Jeder siebte Europäer leidet unter krankhafter Angst

Unter den psychischen Störungen nehmen Angststörungen eine Spitzenposition ein Unter den psychischen Störungen nehmen Angststörungen eine Spitzenposition ein
Unter den psychischen Störungen nehmen Angststörungen eine Spitzenposition ein
Quelle: pa
Es ist eine Bilanz des Schreckens: Psychische Störungen tragen in der EU mit mehr als 26 Prozent zur Krankheitsstatistik bei – mehr als Herzleiden oder Krebs.

Gut 38 Prozent aller Europäer leiden pro Jahr an einer klinisch bedeutsamen psychischen Störung. Das sind rund 165 Millionen Menschen. Diese erschreckenden Zahlen nennt Professor Hans-Ulrich Wittchen vom Lehrstuhl für Klinische Psychologie und Psychotherapie der TU Dresden, der die bislang größte europaweite Studie zu psychischen und neurologischen Erkrankungen koordiniert hat.

Hunderte Forscher in allen 27 EU-Staaten, überdies in der Schweiz, Norwegen und Island, haben für diese Studie drei Jahre lang gearbeitet – Datensätze durchforstet, Umfragen ausgewertet, Belastungsindexe errechnet.

Jetzt werden die Ergebnisse im Fachblatt „European Neuropsychopharmacology“ veröffentlicht. Es ist die weltweit erste Studie, die staatenübergreifend so umfassend analysiert, wie häufig psychische Erkrankungen bei Kindern und Erwachsenen sind.

Ganz vorn liegen die Angststörungen, an denen in Europa etwa 14 Prozent der Gesamtbevölkerung erkranken. Dazu gehören spezifische Phobien wie die vor Spinnen ebenso wie die Agoraphobie – die Angst vor öffentlichen Plätzen.

Auch die soziale Phobie als Angst vor sozialen Situationen, die generalisierte Angststörung, bei der sich Angst verselbstständigt hat und das gesamte Alltagsleben begleitet, sowie Panikstörungen, bei denen Angstanfälle wiederholt ohne erkennbaren Grund auftreten, wurden erfasst.

Platz zwei teilen sich die bekannteste aller psychischen Erkrankungen, die Depression, mit rund sieben Prozent, und mit fast gleicher Prozentzahl die Schlafstörungen.

Danach kommen die somatoformen Erkrankungen, umgangssprachlich auch „psychosomatisch“ genannt, mit rund sechs Prozent, sowie Alkohol- und Drogenabhängigkeit mit mehr als vier Prozent Betroffener in der Gesamtbevölkerung. Die Häufigkeit und Rangreihe der Krankheiten waren in allen EU-Staaten weitgehend gleich.

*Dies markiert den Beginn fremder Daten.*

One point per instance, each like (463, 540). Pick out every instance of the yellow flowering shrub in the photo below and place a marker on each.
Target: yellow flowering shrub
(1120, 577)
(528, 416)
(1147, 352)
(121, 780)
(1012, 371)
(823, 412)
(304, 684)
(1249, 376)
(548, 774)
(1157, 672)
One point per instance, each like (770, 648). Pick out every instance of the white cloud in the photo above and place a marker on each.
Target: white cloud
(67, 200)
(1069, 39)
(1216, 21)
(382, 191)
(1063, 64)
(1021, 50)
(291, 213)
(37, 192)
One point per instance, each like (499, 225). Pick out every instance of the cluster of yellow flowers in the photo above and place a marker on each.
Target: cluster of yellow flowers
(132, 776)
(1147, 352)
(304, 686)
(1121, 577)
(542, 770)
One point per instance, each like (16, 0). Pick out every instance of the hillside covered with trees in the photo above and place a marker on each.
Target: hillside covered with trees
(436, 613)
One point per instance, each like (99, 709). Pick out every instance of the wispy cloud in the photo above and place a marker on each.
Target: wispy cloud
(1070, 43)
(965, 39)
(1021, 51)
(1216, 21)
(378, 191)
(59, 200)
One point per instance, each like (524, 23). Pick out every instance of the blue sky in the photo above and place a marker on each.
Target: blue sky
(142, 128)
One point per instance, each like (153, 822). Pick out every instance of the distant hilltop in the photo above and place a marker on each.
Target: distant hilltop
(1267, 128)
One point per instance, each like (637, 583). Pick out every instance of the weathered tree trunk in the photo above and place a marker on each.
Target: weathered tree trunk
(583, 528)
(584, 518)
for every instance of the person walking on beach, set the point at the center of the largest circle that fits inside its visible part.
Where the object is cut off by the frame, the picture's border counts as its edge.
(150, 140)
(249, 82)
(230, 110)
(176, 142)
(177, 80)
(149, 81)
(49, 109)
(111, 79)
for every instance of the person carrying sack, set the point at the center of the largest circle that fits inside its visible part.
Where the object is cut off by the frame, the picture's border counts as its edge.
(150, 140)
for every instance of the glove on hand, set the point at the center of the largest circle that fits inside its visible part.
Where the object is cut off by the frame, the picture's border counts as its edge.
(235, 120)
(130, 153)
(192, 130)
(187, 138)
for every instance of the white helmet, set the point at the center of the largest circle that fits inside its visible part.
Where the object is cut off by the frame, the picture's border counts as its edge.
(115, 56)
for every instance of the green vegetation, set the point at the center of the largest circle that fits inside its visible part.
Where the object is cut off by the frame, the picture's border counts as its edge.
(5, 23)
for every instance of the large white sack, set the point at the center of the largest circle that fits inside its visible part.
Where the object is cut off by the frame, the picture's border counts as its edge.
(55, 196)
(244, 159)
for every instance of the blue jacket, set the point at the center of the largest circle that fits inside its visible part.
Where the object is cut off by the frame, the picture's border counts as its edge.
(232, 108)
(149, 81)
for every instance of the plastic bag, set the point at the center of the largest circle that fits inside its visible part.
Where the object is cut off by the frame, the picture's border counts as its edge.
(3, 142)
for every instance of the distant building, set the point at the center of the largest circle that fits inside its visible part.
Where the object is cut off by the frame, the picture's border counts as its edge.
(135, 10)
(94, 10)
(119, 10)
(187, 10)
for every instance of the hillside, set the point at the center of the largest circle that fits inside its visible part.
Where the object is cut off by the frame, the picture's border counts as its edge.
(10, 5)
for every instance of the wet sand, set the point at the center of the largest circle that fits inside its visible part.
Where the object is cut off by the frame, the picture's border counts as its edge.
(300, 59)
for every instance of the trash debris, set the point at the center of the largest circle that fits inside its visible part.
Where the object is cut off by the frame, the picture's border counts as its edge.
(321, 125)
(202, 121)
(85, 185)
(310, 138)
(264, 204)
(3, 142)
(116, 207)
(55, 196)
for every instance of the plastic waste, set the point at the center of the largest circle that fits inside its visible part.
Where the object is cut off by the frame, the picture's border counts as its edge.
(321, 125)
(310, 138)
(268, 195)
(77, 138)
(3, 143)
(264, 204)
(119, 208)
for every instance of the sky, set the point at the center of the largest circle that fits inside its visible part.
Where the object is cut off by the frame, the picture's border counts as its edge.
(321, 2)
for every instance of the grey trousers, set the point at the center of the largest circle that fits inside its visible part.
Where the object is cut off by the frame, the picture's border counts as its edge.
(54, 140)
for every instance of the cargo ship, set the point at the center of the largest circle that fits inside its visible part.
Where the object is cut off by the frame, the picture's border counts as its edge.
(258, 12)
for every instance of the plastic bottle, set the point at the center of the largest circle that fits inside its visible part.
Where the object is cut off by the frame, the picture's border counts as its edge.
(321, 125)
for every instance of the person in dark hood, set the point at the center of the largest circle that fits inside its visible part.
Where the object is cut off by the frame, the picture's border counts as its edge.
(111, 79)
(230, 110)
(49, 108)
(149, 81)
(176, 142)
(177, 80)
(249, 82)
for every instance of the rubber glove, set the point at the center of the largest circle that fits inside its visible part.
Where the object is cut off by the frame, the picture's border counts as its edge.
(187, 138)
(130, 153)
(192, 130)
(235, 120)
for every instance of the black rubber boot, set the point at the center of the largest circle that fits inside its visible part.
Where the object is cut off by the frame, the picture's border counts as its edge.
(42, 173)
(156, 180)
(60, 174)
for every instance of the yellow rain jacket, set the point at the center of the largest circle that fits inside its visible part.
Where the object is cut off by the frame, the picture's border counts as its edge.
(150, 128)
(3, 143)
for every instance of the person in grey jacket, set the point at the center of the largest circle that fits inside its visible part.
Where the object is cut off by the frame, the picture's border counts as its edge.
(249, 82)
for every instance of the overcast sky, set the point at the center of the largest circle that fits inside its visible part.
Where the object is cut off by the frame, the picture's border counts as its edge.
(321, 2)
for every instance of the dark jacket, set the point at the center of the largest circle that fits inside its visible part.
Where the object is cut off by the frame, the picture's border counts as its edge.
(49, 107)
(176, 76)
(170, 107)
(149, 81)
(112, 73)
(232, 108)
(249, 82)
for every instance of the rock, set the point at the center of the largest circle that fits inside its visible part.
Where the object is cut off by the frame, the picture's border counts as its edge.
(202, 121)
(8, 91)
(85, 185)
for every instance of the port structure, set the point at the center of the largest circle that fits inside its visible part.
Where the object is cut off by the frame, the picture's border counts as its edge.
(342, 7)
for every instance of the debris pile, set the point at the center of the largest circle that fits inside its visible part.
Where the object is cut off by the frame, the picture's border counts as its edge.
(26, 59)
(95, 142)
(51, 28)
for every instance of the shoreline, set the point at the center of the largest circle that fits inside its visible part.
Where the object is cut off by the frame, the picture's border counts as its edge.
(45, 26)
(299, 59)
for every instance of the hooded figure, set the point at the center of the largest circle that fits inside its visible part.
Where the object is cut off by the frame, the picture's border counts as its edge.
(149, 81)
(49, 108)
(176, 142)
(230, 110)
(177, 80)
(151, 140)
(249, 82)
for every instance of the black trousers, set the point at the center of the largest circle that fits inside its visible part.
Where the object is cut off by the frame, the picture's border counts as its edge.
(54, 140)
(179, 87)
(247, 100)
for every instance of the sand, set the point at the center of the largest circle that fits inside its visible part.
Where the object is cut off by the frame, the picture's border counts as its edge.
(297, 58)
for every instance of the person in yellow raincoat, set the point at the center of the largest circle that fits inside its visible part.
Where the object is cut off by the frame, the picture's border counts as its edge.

Neben den psychischen Störungen gibt es eine große Zahl neurologischer Erkrankungen wie Parkinson, Multiple Sklerose, Schlaganfall und Alzheimer.

Da diese Leiden oft von einer psychischen Erkrankung begleitet werden – laut Wittchen ist etwa jeder zweite Parkinson- und Alzheimer-Patient depressiv – lässt sich deren zusätzlicher prozentualer Anteil nur schwer bestimmen. Die Gesamtzahl der von einer psychischen Erkrankung Betroffenen dürfte deshalb noch weit höher liegen als bei den in der Studie genannten 38 Prozent.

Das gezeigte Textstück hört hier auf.